Sur cette dernière recommandation, Boland a rappelé que les plastiques sont des matériaux «merveilleux» aux nombreuses applications utiles : «La réalité est donc qu’ils sont là pour rester et que nous devrons les rendre plus sûrs et plus résistants».
Qu’arrive-t-il aux microplastiques ?
Dans des déclarations à l’agence AFP, Boland s’est également dit «étonné» par la quantité de microplastique produite par les bouteilles. «Une étude réalisée en 2019 par l’OMS a estimé que les adultes consommaient entre 300 et 600 microplastiques par jour. Nos valeurs moyennes étaient de l’ordre d’un million», a-t-il déclaré.
«Nous devons commencer à faire des études sur la santé pour en comprendre les implications. Nous travaillons déjà avec des collègues pour voir quels boutons du système immunitaire commencent à presser ces particules», a expliqué Boland.
Tout en reconnaissant que le corps humain expulse un grand nombre de ces particules, il a également déclaré qu’il fallait déterminer combien d’entre elles peuvent être absorbées dans le sang et voyager vers d’autres parties du corps.

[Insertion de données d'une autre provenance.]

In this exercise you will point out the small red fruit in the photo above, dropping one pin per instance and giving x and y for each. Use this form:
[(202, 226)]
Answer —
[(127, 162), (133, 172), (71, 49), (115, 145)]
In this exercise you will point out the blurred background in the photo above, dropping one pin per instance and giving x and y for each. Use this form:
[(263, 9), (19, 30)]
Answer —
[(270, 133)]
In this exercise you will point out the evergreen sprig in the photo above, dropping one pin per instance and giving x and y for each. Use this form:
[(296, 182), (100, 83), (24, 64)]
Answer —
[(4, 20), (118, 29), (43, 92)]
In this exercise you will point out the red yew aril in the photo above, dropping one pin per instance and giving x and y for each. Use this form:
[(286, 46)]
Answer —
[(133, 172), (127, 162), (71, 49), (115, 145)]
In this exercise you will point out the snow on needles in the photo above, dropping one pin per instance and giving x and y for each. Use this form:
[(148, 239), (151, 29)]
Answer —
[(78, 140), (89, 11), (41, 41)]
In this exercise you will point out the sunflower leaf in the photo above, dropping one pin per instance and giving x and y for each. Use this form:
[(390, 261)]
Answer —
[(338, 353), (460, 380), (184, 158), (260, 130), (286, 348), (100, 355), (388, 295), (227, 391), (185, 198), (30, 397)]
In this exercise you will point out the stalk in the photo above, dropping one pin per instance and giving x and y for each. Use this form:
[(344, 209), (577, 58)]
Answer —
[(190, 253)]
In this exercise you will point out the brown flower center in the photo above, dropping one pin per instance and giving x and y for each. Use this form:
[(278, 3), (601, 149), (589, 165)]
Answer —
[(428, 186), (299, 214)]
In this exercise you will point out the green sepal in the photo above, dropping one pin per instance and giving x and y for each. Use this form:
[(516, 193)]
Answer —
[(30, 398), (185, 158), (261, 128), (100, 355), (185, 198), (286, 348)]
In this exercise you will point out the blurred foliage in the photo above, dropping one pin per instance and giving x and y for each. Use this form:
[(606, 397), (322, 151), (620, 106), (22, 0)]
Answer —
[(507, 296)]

«Je me suis déjà débarrassé de tous ces contenants (de nourriture) que j’utilisais auparavant. Et si j’avais de jeunes enfants, je changerais ma façon de préparer (le lait en poudre)», a déclaré Boland. «Le message est le principe de précaution».
Un appel à la prudence
Il est bien connu que l’homme consomme et inhale des microplastiques par le biais de la nourriture et de l’eau. Ce sont des éléments qui contaminent quotidiennement la planète, de la neige arctique et des sols alpins aux océans les plus profonds. Les scientifiques craignent que ces particules puissent transporter des agents pathogènes ou des produits chimiques toxiques dans le corps.
Le professeur Liwen Xiao du Trinity College s’est exprimé sur le sujet. «Notre étude indique que ces produits (biberons) sont une source importante de microplastiques. Cela signifie que les voies d’exposition sont beaucoup plus proches de nous qu’on ne le pensait auparavant».
Au total, un bébé de 12 mois consomme en moyenne 1,5 million de microplastiques par jour, selon les estimations des chercheurs.
Le scientifique Philipp Schwabl, de l’Université de Médecine de Vienne, en Autriche, ne fait pas partie de l’équipe de recherche pour l’étude publiée dans Nature Food. Toutefois, il a décrit cette découverte comme un jalon important mais non concluant. «L’ampleur de l’exposition aux microplastiques présentée ici peut sembler alarmante, mais les effets réels sur la santé des enfants nécessitent des recherches plus approfondies».
Pendant ce temps, Oliver Jones de l’Université RMIT de Melbourne, en Australie, a déclaré que les niveaux d’exposition des nourrissons étaient des estimations et non des mesures. «On ne faut pas que les parents se sentent mal d’utiliser des bouteilles en plastique. Cependant, cette étude montre que le problème des microplastiques est probablement beaucoup plus important que nous le pensions. C’est quelque chose dont nous devons vraiment commencer à nous occuper».